As if they were poltergeists summoned up by the petulant old man’s piffle, there came a flurry of footfalls in the tunnel connecting the conservatory to the house; footfalls that announced the arrival – some minutes later, for it took him a while to locate their jungle clearing – of Dorian Gray.

‘Stupid squad!’ he expostulated. ‘They never get any smarter, do they.’

‘I assume’ – Wotton, sensing Dorian’s dramaturgical desires, adopted a measured tone – ‘that is a rhetorical question.’

‘Yeah, fucking rhetorical. I’ve been with the morons for nearly five hours. Five hours over a lousy fucking shooting accident!’ He looked around for a patch of earth to ground his live wire, but the only vacant space in the clearing was occupied by Wotton’s wheelchair and the Ferret’s seat – in which the latter had, with Newtonian predictability, fallen asleep.

‘A shooting accident?’ Wotton killed the Princess of Wales’s calculating confession with the remote. ‘Who’s been shot?’

‘One of the beaters.’

‘Fucking hell,’ Wotton breathed, ‘that’ll be more trouble for Jane; the estate workers are almost in open revolt as it is.’

‘Oh, he wasn’t a local man.’ Dorian produced a silver cigarette case and a lighter, and lit up. ‘Nobody knows who he is at all. The head keeper only took him on for the day – found him in the pub in Narberton. What’s more, his face was turned to mush by the blast, so unless someone was travelling with him it’s going to take the rural plods a while to identify him.’

‘How convenient.’

‘For whom?’ Dorian snapped.

‘For whoever shot him.’

‘Well, they’re saying
I
did that, but it could just as easily have been David Hall – he was being bloody wild with his shooting. I don’t care if he’s a fucking Minister; it’s insane allowing a cripple to shoot.’

‘They’ll find out in due course, Dorian – ballistics and so forth. Still, isn’t it funny how people get dead around you.’

‘What’re you implying, Wotton?’

‘No implication, merely an observation.’

‘It was an accident – I don’t know who the disgusting pleb was. I’ve never had any truck with anyone who has ginger hair in my entire life.’

‘Is that so.’ Wotton held the image of Dorian’s injured innocence in his viewfinder eye, and dipped his eyelid to record the moment for posterity.

‘Yes it bloody is.’ Dorian ground his cigarette out on the floor. ‘Look, Wotton, are you going to stay out here all night?’

‘Me? No… no, I don’t
think
so. Tell me, are you free to leave Narborough, Dorian?’

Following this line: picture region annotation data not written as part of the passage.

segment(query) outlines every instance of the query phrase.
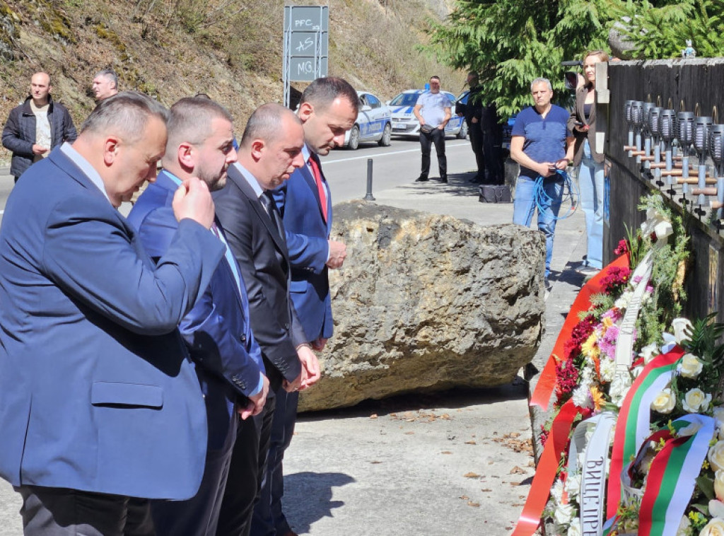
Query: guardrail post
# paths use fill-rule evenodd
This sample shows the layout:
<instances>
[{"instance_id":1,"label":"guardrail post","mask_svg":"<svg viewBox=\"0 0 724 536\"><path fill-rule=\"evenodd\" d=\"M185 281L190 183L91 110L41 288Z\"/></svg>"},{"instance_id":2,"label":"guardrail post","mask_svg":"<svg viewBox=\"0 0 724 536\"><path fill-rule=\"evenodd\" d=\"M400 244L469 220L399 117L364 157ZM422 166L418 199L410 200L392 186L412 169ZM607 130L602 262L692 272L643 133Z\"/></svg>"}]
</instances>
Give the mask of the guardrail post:
<instances>
[{"instance_id":1,"label":"guardrail post","mask_svg":"<svg viewBox=\"0 0 724 536\"><path fill-rule=\"evenodd\" d=\"M365 201L374 201L372 195L372 159L367 159L367 194L364 196Z\"/></svg>"}]
</instances>

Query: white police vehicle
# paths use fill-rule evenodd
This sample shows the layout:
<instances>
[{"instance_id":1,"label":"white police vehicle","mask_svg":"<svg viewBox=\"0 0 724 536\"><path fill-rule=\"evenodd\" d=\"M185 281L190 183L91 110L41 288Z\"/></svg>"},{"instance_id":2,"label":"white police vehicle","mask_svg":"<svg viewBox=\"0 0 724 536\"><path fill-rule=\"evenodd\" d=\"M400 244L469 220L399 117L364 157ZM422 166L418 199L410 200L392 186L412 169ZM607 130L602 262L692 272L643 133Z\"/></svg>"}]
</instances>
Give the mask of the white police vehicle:
<instances>
[{"instance_id":1,"label":"white police vehicle","mask_svg":"<svg viewBox=\"0 0 724 536\"><path fill-rule=\"evenodd\" d=\"M425 92L424 89L408 89L403 91L388 103L392 111L392 135L411 136L417 138L420 135L420 123L415 114L412 113L413 108L417 104L418 98ZM450 112L452 117L445 125L445 135L457 136L464 139L468 136L468 125L463 117L455 114L455 95L449 91L442 91L450 101Z\"/></svg>"},{"instance_id":2,"label":"white police vehicle","mask_svg":"<svg viewBox=\"0 0 724 536\"><path fill-rule=\"evenodd\" d=\"M392 114L387 106L366 91L358 91L360 111L354 126L345 135L344 147L354 151L363 141L376 141L390 145L392 131Z\"/></svg>"}]
</instances>

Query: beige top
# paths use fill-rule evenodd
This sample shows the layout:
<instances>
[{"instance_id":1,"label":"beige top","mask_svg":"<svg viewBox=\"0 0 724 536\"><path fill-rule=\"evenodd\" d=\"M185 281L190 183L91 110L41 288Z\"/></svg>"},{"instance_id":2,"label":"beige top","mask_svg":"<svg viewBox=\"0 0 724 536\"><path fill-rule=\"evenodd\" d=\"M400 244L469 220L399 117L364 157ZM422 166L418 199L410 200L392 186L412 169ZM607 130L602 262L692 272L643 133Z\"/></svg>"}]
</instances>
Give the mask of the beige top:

‘They say I can go where I please as long as I tell them; they haven’t charged me or anything ludicrous like that.’

‘In that case, you can drive me back to London.’

‘To London, tonight?’

‘That’s right. I rather think it’s the place of a patrician – as it is of a
plebeian
– to die in the eternal city, wouldn’t you agree?’

‘What do you mean by that?!’ Dorian’s eyes flashed and he made as if to grab at Wotton, but the dying man merely laughed.